Konaklaması, yemesi-içmesi ayrı güzel Selimiye, benim tatil anlayışıma uygun harika bir mutfağa sahip. 

Selimiye' de birkaç yer dışında sürekli farklı mekanlarda farklı tatlar denedim. Eğer aynı yere ikinciye gidiyorsam, lezzetine vurulduğum içindir :) Kendime ziyafettir :)

Denediğim lezzetleri hemen yazmaya başlıyorum : 

  • BÜLENT'İN MUTFAĞI KALP BEN :) Hayatımda ilk bamya yediğim yerdir:) Harika zeytinyağlıları ve sütlü levreği Bülent'in elinden çıkmadır. Hassastır, özenlidir. Babaannemin yıllardır yaptığı Ayva yemeğini babaannemden sonra yediğim ilk yerdir. Bülent'i çok sever sayarım, kallavi bir sohbeti de vardır.

  • Selimiye nin bir çok yerinde KEÇİ PEYNİRLİ LOSTAYI DENEDİNİZ Mİ? yazılı mavi beyaz minik tabelaları göreceksiniz. Nedense bu tabelaları sürekli görünüp, son Selimiye tatiline kadar gitmedim. İnstagram paylaşımlarımı gören bir arkadaşım kesinlikle gitmelisin deyince, o akşam tatlısını Losta Tatlıları'n da yedik. Galip usta ve eşinin kendilerine has yarattıkları Losta tatlısının yanında Acı bedemli muhallebisi, elmalı rodosto tatlısı... gbii çeşitleri var. Keçi peynirine bayılan ben keçi peynirli lostasına çok sevdim. Buarada Losta : Selimiye'nin eski adı :)

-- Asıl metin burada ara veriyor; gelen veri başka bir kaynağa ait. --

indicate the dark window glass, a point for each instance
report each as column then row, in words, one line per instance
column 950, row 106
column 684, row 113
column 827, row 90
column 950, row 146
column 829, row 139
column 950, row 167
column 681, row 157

  • Aslında Selimiye konseptine asla uygun bulmadığım MAVİ PİDE, ilk gördüğüm de "bu nedir yahuuu neden açılmış" diye tepki gösterdiğim bir pideci. Bu kadar laf söyleyip, yine de meşhur pidesinden denedim. Közlenmiş patlıcanlı pidesi güzeldi. Fakat halen kendisi bir butik koy olan Selimiye' ye uygun bulmadım nedense... Çok yol kenarı işletme geldi ne yalan söyleyeyim...

  • Attığımız kulaç ve salladığımız zarlardan kaybettiğimiz kalorilerimizi KARADUT KAHVE EVİ'inin müthiş karışık tostu sayesinde geri alıyorduk. Karadut yakınlarında bir yerden denize girin, tostunuz, sodanız, kahveniz, suyunuz ve tavlanız onlardan olsun:))))

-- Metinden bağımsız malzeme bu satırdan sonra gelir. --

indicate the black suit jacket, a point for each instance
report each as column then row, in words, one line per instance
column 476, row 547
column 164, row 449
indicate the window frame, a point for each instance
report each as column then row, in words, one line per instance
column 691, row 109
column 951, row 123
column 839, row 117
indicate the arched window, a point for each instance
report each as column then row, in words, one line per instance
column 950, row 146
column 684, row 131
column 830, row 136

  • Tatlı konusunda da çok bonkör davranan Selimiye de PAPRİKA harika sunumları, bembeyaz dekoru ile uğrak duraklarımdan. Çilekli,lavantalı limonata ,süt reçelli cheesecake, keçi boynuzlu muhallebi başta olmak üzere her tadı harika. Tatlıları günlük yapıldığı için her gittiğinizde size tatlılarını üşenmeden anlatıyorlar. Belki birkaç reçelde atarsınız çantanıza..

  • SARDUNYA,AURORA, HİDAYETİN YERİ  da mezeleri ve balıkları başka türlüdür. Nokta! :)))

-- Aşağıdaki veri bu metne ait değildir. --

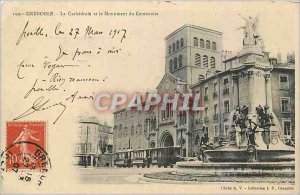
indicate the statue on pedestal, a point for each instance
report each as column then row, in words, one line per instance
column 251, row 32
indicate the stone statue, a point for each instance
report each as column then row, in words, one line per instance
column 251, row 32
column 265, row 119
column 240, row 123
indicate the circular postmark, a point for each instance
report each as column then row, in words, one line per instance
column 29, row 161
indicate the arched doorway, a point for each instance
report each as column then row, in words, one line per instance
column 183, row 145
column 167, row 140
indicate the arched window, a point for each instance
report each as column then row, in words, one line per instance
column 180, row 61
column 181, row 42
column 205, row 61
column 120, row 131
column 177, row 45
column 207, row 44
column 212, row 62
column 171, row 65
column 175, row 63
column 132, row 129
column 197, row 140
column 195, row 41
column 201, row 43
column 214, row 46
column 197, row 59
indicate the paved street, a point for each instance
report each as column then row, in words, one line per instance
column 113, row 175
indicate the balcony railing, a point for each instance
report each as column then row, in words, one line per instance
column 225, row 91
column 225, row 116
column 206, row 98
column 206, row 119
column 284, row 86
column 215, row 94
column 198, row 121
column 215, row 116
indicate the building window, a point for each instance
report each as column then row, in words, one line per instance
column 216, row 130
column 214, row 46
column 180, row 61
column 226, row 106
column 171, row 65
column 207, row 44
column 197, row 140
column 287, row 129
column 283, row 82
column 206, row 111
column 182, row 118
column 215, row 87
column 195, row 41
column 181, row 42
column 215, row 109
column 206, row 91
column 132, row 129
column 226, row 86
column 177, row 45
column 201, row 43
column 175, row 63
column 226, row 128
column 197, row 59
column 212, row 62
column 125, row 131
column 205, row 61
column 285, row 105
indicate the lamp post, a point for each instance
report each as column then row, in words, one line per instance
column 86, row 148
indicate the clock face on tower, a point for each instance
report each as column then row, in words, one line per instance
column 167, row 85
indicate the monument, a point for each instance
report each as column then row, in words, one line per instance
column 254, row 139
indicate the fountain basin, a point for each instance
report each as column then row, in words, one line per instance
column 242, row 155
column 232, row 168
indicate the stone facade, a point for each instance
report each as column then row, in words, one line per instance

  • CERİ PASTANESİ‘ nde börekler, poğaçalar, tatlıları bir numaradır.  Hepsi nefis. Neşe Ceri kendisi yapıyor. Gece tam 00.00 da kapılarını kapatıyorlar.

  •  Nedense deniz kenarı bir tatilde hep balık veya kıyı restorantların da uzun soluklu masaların tutkunuyum. Bu sebeple BADEM MANTI' ya, çikolatalı mantı yemek için gittim. Çok ta memnun kalamadım açıkçası. Ama müdavimleri çok..

  • Hem konaklayabileceğiniz hem de lezzetli yemeklerinden tadabileceğiniz zevkle doşenmiş DELİCE RESTORANT. Sahibi Bihter hanımla nedir buradaki huzur diye sohbet ederken Delice'nin maddi kaygısı yok demiştim. Sanki evine gelen misafirlerinizi ağırlıyorsunuz.  Şık ve zevkle döşenmiş deniz kenarı masalardan önceden rezervasyon yaptırın derim.

24 Ağustos 2015 Pazartesi



Selimiye....

3 sene önceye kadar sık sık seyahat dergilerinde , gazetelerin gurme ve gezgin köşelerinde kısa kısa okuduğum harika koy ...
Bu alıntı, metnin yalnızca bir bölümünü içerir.